Principal Scientist, Drug Product Development

Location: Cambridge, MA

Type: Full-Time/Regular

Job ID: 24R-19

At Akebia, nearly 37 million Americans are affected by Chronic Kidney Disease. We are committed to improving their lives through innovative therapeutics. Join us in this life-changing work.

Reporting to the Sr Director, Drug Product, the Principal Scientist will provide strategic and technical leadership within the CMC Technical Operations team. Responsibilities include pre-formulation process characterization, formulation development, manufacturing process development, process scale-up, technology transfers, and supporting global drug product manufacturing. The role involves ensuring timely delivery of clinical and commercial drug inventory, supporting regulatory submissions, and maintaining compliance across all activities.

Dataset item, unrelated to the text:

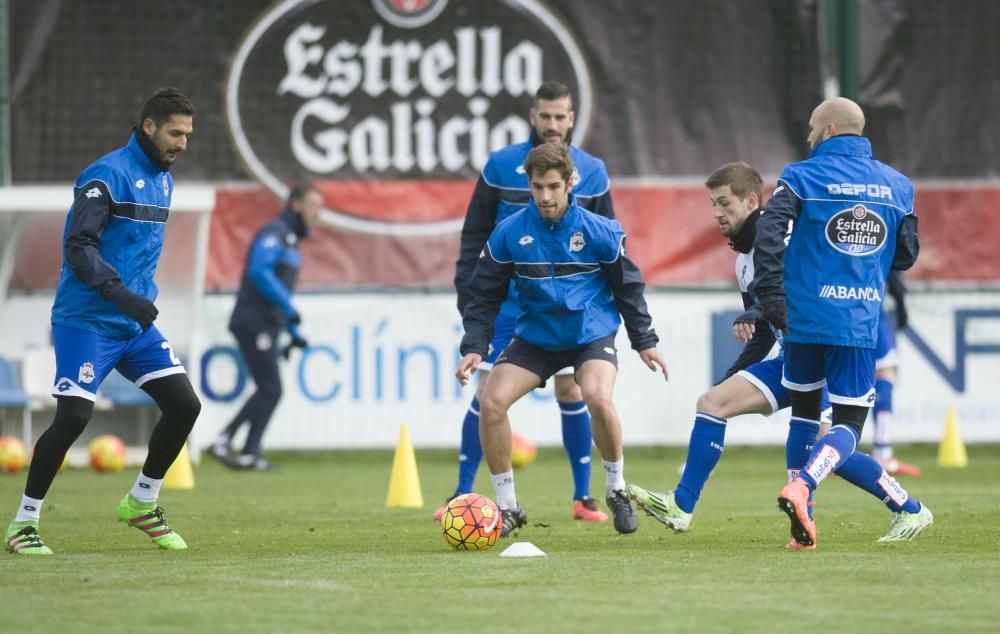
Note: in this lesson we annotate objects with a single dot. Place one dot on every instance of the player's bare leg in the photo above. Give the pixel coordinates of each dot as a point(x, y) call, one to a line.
point(597, 382)
point(507, 383)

1. Lead development and optimization of drug product strategies for clinical and commercial programs.
2. Manage project teams, timelines, contracts, and budgets.
3. Collaborate with cross-functional teams to support program goals.
4. Oversee activities at contract manufacturing organizations worldwide.
5. Ensure timely production of drug inventory for clinical and commercial use.
6. Author and review technical protocols, reports, and validation documentation.
7. Employ Continuous Process Verification principles to analyze manufacturing data and drive improvements.
8. Hire, mentor, and develop the drug product team.
9. Support regulatory submissions with technical documentation.
10. Represent the Drug Product organization on project teams.

• Bachelor's, Master's, or Ph.D. in Organic Chemistry, Biochemistry, Chemical Engineering, or related field.
• 10+ years of relevant experience.
• 5+ years in small-molecule solid oral and parenteral drug development.

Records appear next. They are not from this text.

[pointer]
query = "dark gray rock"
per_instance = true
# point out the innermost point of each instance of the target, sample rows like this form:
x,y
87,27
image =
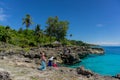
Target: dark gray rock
x,y
4,76
84,72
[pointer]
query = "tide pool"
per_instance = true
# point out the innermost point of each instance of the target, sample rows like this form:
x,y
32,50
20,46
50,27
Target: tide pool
x,y
107,64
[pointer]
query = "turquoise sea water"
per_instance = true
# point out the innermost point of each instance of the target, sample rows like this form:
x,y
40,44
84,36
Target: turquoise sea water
x,y
107,64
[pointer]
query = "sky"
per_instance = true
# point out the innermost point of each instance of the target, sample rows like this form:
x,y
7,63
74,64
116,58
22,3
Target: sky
x,y
92,21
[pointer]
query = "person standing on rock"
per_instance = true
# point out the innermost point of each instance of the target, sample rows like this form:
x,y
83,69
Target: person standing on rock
x,y
43,61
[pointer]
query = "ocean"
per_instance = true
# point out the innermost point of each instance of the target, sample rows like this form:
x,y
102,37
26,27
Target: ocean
x,y
107,64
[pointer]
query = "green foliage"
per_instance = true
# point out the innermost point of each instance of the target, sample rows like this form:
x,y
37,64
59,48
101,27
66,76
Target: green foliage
x,y
56,28
27,21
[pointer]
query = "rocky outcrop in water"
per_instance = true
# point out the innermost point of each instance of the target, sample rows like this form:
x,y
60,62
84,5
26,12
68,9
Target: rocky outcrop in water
x,y
4,75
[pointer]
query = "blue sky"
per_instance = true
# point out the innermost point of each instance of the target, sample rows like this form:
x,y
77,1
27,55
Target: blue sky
x,y
92,21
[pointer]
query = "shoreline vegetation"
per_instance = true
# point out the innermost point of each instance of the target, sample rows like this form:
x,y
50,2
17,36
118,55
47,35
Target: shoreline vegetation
x,y
20,52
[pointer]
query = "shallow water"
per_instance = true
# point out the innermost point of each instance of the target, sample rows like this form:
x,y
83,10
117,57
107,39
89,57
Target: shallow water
x,y
107,64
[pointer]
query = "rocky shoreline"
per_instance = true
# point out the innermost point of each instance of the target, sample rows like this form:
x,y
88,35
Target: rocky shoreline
x,y
18,64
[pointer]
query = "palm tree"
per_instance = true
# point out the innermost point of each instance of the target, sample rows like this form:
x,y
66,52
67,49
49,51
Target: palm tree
x,y
27,21
70,35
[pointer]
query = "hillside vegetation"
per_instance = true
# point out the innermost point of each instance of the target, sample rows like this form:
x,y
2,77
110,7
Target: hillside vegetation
x,y
55,30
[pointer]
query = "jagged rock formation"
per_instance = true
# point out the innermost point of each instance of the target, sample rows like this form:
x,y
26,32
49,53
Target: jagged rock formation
x,y
4,75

• Experience with lifecycle management of commercial-phase drug products.
• Expertise in pre-formulation characterization and process development.
• Experience managing activities at contract development and manufacturing organizations.
• Proficiency in drafting protocols, reports, and regulatory documents.
• Knowledge of GMPs, ICH guidelines, and global regulatory requirements.
• Strong leadership, collaboration, and communication skills.

Base salary range: $149,858 - $185,119, depending on experience and qualifications. Additional benefits include bonuses, equity, health care, PTO, and retirement plans.

We are dedicated to bettering the lives of those impacted by kidney disease. Join our team of curious, empathetic individuals committed to making a difference. Learn more at www.akebia.com.

Akebia is an equal opportunity employer. We celebrate diversity and are committed to creating an inclusive environment for all employees.